Re: [PNG] Cancel upcoming meeting?

I was unable to get either oxipng or pngcrush to do what I wanted; to
just use selected groups of filters.  I ended up using pngcp linked
against both libpng-1.6 and libpng-1.7, the latter allowing me to use
the tuned approaches to compression that I worked out for 1.7.
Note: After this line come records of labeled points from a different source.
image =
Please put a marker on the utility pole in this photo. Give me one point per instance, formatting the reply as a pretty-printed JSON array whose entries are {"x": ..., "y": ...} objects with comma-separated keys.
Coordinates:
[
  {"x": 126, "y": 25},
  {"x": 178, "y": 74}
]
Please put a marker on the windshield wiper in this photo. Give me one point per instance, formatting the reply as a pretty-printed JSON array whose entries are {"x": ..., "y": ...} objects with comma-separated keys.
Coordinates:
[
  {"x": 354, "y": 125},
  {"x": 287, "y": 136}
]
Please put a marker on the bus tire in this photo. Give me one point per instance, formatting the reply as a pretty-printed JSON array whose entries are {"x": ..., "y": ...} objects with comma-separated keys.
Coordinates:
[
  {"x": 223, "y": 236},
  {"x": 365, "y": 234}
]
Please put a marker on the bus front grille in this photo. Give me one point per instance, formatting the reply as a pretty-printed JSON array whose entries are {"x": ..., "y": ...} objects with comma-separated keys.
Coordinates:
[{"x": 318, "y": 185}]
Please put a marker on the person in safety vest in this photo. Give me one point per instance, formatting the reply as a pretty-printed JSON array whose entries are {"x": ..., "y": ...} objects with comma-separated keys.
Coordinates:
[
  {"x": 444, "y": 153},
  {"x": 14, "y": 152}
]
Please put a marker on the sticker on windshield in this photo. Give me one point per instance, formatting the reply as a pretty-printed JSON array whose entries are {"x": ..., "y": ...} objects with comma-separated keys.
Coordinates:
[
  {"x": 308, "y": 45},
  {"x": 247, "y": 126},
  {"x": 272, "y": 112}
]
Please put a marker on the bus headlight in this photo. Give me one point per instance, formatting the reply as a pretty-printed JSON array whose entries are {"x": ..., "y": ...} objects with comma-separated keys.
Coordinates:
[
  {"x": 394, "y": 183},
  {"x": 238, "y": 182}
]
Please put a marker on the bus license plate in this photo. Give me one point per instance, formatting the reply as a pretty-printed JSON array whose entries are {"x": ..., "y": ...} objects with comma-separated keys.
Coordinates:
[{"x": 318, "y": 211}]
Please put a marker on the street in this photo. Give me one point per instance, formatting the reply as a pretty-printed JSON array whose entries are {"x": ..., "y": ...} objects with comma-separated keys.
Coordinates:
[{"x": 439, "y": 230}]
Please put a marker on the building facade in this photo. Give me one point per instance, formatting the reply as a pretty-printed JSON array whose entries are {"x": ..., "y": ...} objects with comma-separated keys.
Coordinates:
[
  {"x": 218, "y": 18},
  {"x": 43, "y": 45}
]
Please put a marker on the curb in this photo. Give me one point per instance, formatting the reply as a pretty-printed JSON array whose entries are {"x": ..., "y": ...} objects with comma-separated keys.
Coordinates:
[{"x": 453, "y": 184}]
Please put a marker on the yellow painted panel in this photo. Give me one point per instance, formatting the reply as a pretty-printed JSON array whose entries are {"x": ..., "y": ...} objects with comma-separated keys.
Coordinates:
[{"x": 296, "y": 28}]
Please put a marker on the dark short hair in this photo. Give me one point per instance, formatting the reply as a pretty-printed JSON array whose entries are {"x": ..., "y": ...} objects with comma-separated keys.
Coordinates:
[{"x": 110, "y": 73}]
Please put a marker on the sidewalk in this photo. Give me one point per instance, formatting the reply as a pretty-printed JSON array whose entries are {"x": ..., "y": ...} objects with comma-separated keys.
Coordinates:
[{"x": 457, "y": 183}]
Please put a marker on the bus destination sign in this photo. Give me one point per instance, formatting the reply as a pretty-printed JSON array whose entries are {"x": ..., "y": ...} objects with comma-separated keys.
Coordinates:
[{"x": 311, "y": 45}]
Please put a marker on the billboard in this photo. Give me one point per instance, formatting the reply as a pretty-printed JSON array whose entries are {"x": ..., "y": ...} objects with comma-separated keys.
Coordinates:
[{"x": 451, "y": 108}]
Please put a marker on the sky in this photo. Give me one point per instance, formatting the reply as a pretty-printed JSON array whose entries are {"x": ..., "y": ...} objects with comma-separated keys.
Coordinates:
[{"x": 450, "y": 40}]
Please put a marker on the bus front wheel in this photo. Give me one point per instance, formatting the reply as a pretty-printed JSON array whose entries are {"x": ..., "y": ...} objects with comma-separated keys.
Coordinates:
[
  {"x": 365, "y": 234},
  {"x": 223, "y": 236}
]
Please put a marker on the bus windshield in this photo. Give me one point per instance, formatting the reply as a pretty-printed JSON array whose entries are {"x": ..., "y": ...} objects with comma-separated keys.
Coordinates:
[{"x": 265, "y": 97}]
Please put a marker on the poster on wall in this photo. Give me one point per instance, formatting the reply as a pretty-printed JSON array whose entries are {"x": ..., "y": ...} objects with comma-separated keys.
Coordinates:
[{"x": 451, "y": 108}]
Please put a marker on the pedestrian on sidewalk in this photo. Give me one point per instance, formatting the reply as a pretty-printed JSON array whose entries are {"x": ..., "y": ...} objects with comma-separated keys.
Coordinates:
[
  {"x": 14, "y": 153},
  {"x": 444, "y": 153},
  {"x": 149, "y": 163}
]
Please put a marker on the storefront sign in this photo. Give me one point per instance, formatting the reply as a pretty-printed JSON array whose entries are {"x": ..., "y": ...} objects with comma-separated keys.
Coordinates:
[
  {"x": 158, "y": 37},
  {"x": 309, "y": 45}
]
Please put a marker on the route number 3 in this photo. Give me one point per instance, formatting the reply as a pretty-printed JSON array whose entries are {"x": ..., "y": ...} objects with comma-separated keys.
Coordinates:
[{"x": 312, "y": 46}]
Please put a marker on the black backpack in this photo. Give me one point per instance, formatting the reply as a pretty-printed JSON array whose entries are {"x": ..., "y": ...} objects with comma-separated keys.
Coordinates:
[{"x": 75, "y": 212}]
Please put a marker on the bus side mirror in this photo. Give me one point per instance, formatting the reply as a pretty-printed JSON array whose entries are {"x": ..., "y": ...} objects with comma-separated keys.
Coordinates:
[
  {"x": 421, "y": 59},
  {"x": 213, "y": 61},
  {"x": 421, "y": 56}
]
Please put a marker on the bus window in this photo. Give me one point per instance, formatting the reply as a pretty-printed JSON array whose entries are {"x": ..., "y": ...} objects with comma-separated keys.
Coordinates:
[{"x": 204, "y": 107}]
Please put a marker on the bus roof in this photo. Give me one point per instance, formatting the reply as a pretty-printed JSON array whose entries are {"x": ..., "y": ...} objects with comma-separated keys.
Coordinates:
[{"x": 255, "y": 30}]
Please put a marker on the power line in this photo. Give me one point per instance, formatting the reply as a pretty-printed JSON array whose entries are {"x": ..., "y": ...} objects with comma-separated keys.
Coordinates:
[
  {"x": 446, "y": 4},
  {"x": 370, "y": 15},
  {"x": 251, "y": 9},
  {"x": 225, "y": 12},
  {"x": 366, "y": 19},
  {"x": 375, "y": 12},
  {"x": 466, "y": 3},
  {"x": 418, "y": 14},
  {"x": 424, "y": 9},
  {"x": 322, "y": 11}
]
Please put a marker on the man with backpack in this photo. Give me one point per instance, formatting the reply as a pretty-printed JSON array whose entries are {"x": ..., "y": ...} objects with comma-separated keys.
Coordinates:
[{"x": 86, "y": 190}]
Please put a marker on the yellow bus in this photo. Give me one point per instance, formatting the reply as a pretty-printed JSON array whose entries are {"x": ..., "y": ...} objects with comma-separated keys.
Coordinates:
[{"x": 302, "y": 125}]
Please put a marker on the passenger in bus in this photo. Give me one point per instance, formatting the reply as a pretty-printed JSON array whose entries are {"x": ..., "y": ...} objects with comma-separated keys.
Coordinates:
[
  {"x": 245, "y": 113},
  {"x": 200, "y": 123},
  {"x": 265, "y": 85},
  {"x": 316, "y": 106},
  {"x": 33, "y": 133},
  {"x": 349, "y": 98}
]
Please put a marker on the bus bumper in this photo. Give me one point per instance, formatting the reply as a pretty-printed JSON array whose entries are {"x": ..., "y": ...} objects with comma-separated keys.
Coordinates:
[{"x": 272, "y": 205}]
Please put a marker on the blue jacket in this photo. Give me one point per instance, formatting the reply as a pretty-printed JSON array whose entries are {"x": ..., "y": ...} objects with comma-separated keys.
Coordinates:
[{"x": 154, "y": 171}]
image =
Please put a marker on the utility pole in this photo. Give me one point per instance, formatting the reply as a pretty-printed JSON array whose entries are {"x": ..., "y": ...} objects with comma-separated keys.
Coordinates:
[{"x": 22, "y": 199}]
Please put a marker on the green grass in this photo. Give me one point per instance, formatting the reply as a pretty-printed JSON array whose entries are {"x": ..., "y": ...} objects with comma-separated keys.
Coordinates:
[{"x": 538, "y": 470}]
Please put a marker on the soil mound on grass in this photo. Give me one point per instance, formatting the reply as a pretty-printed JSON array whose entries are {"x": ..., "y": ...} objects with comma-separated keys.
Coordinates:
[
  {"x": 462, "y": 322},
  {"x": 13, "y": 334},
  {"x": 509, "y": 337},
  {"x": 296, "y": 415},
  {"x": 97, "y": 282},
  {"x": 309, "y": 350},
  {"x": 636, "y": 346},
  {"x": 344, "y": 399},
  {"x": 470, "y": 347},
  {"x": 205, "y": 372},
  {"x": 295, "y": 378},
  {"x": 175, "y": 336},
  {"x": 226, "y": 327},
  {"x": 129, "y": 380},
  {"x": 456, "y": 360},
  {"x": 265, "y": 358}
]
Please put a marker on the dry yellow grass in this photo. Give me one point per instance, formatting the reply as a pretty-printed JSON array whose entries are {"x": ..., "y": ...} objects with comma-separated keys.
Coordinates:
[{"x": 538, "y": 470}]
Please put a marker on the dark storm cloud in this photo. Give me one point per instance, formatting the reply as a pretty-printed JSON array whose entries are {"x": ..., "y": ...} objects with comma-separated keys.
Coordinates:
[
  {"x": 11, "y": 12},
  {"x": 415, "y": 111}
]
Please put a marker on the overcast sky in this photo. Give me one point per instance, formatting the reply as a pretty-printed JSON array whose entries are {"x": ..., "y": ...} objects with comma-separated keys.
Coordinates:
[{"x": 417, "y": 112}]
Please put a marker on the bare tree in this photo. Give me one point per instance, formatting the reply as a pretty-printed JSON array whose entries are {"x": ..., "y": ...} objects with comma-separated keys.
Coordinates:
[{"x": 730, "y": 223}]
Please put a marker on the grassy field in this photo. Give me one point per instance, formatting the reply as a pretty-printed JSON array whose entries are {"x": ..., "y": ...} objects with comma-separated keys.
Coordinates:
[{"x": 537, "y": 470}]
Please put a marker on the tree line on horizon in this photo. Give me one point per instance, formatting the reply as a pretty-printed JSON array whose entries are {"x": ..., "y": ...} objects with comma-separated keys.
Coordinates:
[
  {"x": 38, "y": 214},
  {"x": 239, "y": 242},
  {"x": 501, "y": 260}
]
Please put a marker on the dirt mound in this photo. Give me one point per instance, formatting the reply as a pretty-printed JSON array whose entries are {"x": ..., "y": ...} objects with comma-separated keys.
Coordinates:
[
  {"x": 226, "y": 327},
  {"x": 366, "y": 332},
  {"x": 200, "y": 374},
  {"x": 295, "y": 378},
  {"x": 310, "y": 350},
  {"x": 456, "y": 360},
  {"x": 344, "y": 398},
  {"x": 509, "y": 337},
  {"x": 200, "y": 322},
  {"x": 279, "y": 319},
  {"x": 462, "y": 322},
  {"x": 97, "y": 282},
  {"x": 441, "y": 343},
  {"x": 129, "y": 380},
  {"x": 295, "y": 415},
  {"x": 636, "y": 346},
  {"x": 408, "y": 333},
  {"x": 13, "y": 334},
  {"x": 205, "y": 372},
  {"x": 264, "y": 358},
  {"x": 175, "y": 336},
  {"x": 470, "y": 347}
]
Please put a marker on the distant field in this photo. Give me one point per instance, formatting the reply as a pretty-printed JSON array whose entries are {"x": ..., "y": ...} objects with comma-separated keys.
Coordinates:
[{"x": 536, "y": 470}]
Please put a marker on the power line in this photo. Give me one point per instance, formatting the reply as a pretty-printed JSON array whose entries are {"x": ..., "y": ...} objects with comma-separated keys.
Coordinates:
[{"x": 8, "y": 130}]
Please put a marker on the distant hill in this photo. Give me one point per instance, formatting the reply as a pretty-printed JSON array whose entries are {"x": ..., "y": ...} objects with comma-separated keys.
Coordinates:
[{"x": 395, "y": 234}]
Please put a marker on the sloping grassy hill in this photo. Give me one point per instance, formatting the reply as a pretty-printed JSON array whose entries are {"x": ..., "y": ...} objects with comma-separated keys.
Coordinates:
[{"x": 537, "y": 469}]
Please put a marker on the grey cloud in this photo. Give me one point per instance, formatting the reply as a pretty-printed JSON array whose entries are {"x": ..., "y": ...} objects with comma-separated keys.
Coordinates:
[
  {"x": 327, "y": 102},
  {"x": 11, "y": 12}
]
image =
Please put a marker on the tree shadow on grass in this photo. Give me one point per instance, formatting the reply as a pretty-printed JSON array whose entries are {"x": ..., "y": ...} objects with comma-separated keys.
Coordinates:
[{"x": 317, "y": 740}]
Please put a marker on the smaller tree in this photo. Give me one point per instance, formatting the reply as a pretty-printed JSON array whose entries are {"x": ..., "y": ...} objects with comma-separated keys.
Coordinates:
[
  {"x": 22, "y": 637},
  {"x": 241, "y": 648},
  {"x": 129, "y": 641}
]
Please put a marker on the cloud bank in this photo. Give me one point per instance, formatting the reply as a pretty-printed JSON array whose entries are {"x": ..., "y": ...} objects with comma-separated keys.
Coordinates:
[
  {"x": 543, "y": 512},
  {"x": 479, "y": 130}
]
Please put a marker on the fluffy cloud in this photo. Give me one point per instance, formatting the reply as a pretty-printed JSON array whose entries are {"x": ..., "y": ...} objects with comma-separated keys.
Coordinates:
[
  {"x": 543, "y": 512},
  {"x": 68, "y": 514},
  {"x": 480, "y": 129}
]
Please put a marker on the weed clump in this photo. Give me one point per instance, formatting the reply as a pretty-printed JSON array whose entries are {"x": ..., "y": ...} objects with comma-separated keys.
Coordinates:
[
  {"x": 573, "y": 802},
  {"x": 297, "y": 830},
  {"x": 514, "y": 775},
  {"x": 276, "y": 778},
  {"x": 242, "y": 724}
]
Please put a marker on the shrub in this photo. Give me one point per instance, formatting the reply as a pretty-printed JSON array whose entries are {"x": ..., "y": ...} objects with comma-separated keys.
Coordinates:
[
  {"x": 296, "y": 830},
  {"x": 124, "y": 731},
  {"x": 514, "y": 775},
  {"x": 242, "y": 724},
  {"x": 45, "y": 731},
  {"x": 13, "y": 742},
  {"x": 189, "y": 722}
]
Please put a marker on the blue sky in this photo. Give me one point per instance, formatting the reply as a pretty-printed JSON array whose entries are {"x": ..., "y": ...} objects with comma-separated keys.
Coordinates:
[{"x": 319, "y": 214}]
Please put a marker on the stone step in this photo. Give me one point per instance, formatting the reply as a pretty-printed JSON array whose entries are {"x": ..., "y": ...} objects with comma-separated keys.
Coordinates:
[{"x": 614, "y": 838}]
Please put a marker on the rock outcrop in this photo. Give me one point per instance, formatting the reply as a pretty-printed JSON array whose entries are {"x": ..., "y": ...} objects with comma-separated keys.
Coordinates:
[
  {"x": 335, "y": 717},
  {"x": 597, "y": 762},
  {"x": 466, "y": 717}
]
Just quoting the results for the optimal filter setting and the
results when I restricted the filter to SUB I got:

OPTIMAL:
  libpng-1.6 43.4683% (16'410'529 bytes) SUB+UP+AVG, Z_FILTERED with a
512byte window
  libpng-1.7 43.5607% (+0.0924%) (16'445'394 bytes) AVG, Z_HUFFMAN_ONLY

SUB filter only:
  libpng-1.6 46.1208% (+2.6525%) (17'411'911 bytes) Z_FILTERD with a
512byte window
  libpng-1.7 46.1926% (+2.7243%) (17'438'999 bytes) Z_HUFFMAN_ONLY

So there is a cost of dropping AVG; for this image AVG on its own is
pretty much optimal in both libpng-1.6 and libpng-1.7 plus it has the
advantage of not requiring any heuristic evaluation which does speed
up compression a bit.

However the most interesting thing for me is that libpng-1.7 achieved
optimal results using Z_HUFFMAN_ONLY and that does not require a
window at all!  Likewise with libpng-1.6 Z_FILTERED *does* come out
best but the window used, 512 bytes, is the smallest zlib supports.
Some things which might seem to obviously make size "no worse" do, in
fact, make it worse.  Using ZLIB compression level "9" (my 1.6 tests
ended up with level 8) or increasing the window size both reduce
compression with libpng-1.6.

The actual size increase in restricting zlib to just using Huffman
coding is minute but the advantages can be enormous; Huffman coding is
very fast on both encode and decode, plus it doesn't require a window
so it has a smaller memory footprint.

Nevertheless these kind of tests are specific to the image and to the
algorithms used in the optimizer; pngcp is fairly crude and a simple
run of oxipng produced output of 16'219'025 bytes, which is
compression to 42.9611%, 0.5072% better than the pngcp searches.  The
oxipng output used AVG,UP and SUB (1 SUB for the first row).